To give an example, if we are to ask these questions to a classifier expected to identify a cat: ‘Is this a cat?’ or ‘To what extent does this look like a cat?’
Here the focus shifts from ‘To what extent the classifier agrees with the single truth? ’ to ‘To what extend the classifier agrees with the population distribution?’
Just as science is evolving with every passing day so are humanities and so should the collection of human-annotated data. Now to think of it …
Do we really think that machine learning models (especially NLP models) trained on single ground truth ‘gold labels’ will be able to capture human subjectivity??
So, what’s next??
Considering the fact that human interpretation is subjective, evaluating crowd annotation on the same object in a dataset will provide a wider perspective of subjectivity and interpretation.
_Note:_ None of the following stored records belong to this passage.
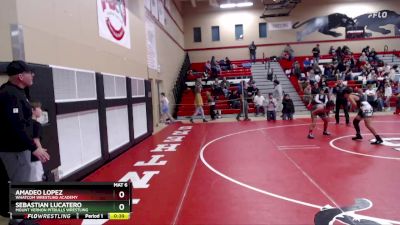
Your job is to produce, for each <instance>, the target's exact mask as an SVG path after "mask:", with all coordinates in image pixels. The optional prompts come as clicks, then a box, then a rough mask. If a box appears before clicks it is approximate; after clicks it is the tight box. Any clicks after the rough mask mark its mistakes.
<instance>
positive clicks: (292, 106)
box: [282, 94, 294, 120]
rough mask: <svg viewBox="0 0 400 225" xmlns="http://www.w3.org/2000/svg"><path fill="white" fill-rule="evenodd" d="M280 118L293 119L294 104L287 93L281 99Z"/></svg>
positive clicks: (292, 101) (287, 119)
mask: <svg viewBox="0 0 400 225" xmlns="http://www.w3.org/2000/svg"><path fill="white" fill-rule="evenodd" d="M282 105H283V109H282V118H283V120H293V114H294V105H293V101H292V99H291V98H290V95H289V94H285V96H284V97H283V100H282Z"/></svg>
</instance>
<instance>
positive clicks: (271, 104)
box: [264, 93, 278, 121]
mask: <svg viewBox="0 0 400 225" xmlns="http://www.w3.org/2000/svg"><path fill="white" fill-rule="evenodd" d="M264 104H265V105H264V106H265V109H264V110H265V111H266V112H267V121H271V120H272V121H276V110H277V107H278V106H277V105H278V101H277V99H275V98H274V95H273V93H269V94H268V98H267V99H266V100H265V103H264Z"/></svg>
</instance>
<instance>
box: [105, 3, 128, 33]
mask: <svg viewBox="0 0 400 225" xmlns="http://www.w3.org/2000/svg"><path fill="white" fill-rule="evenodd" d="M125 1H126V0H101V9H102V10H103V15H104V17H103V19H104V20H105V21H104V22H105V23H106V24H107V28H108V30H109V31H110V33H111V35H112V36H113V37H114V38H115V39H116V40H118V41H119V40H121V39H122V38H123V37H124V35H125V30H126V28H127V16H126V11H127V10H126V2H125Z"/></svg>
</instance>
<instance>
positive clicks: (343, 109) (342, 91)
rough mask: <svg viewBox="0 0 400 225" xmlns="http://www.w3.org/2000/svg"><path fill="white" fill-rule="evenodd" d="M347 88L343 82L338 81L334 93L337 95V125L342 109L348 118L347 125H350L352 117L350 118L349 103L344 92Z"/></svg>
mask: <svg viewBox="0 0 400 225" xmlns="http://www.w3.org/2000/svg"><path fill="white" fill-rule="evenodd" d="M345 88H346V87H345V86H344V84H343V81H342V80H338V82H337V84H336V87H335V88H334V89H333V93H334V94H336V109H335V119H336V124H339V118H340V117H339V113H340V108H341V107H342V108H343V111H344V116H345V118H346V125H349V123H350V117H349V107H348V103H347V99H346V98H345V97H344V93H343V91H344V90H345Z"/></svg>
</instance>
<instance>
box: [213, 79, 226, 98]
mask: <svg viewBox="0 0 400 225" xmlns="http://www.w3.org/2000/svg"><path fill="white" fill-rule="evenodd" d="M211 89H212V95H213V96H219V95H223V94H224V92H223V91H222V87H221V85H220V84H219V80H218V78H215V80H214V83H213V84H212V85H211Z"/></svg>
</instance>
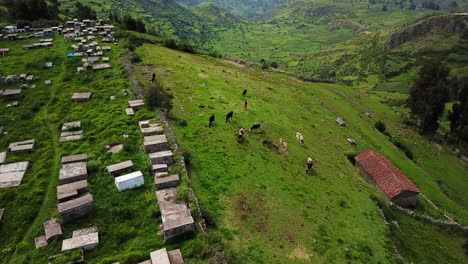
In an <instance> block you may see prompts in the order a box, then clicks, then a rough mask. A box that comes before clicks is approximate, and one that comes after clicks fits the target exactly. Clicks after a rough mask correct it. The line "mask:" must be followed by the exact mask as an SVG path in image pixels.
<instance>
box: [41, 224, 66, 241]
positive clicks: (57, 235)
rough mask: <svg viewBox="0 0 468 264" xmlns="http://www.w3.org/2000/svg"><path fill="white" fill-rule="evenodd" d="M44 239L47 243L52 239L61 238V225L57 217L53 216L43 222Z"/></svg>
mask: <svg viewBox="0 0 468 264" xmlns="http://www.w3.org/2000/svg"><path fill="white" fill-rule="evenodd" d="M44 233H45V239H46V240H47V242H48V243H50V242H51V241H52V240H55V239H57V240H58V239H60V238H62V227H61V226H60V223H59V222H58V219H56V218H54V219H52V220H49V221H47V222H45V223H44Z"/></svg>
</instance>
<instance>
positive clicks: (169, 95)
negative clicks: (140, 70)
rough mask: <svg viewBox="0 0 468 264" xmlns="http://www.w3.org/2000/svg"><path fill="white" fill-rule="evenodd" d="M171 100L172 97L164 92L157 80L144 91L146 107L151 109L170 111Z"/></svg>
mask: <svg viewBox="0 0 468 264" xmlns="http://www.w3.org/2000/svg"><path fill="white" fill-rule="evenodd" d="M172 98H173V96H172V95H171V94H169V93H168V92H166V91H165V90H164V88H163V86H162V84H161V83H160V82H159V81H158V80H157V79H156V80H154V82H153V83H151V84H150V85H149V86H148V87H147V88H146V90H145V100H146V105H148V107H150V108H151V109H154V108H157V107H160V108H164V109H166V110H168V111H170V110H171V109H172Z"/></svg>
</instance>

Studies have shown that when the same text annotation task was given to different people, there was substantial disagreement in the results. Up until now, rather than accepting this as a natural property of semantic interpretation, disagreement has been considered a measure of poor quality in the annotation task, either because the task was poorly defined or because the annotators lack sufficient training.
However, that’s not always the case. Disagreement is not a noise but a signal. It gives us information.
So, the big questions to ponder are,
- How can we leverage this disagreement in the crowd annotated data to make powerful NLP models by debunking the notion of the ‘gold label’?
- What kind of evaluation metrics do we need to identify to evaluate a model trained on a dataset having more than one annotation per object?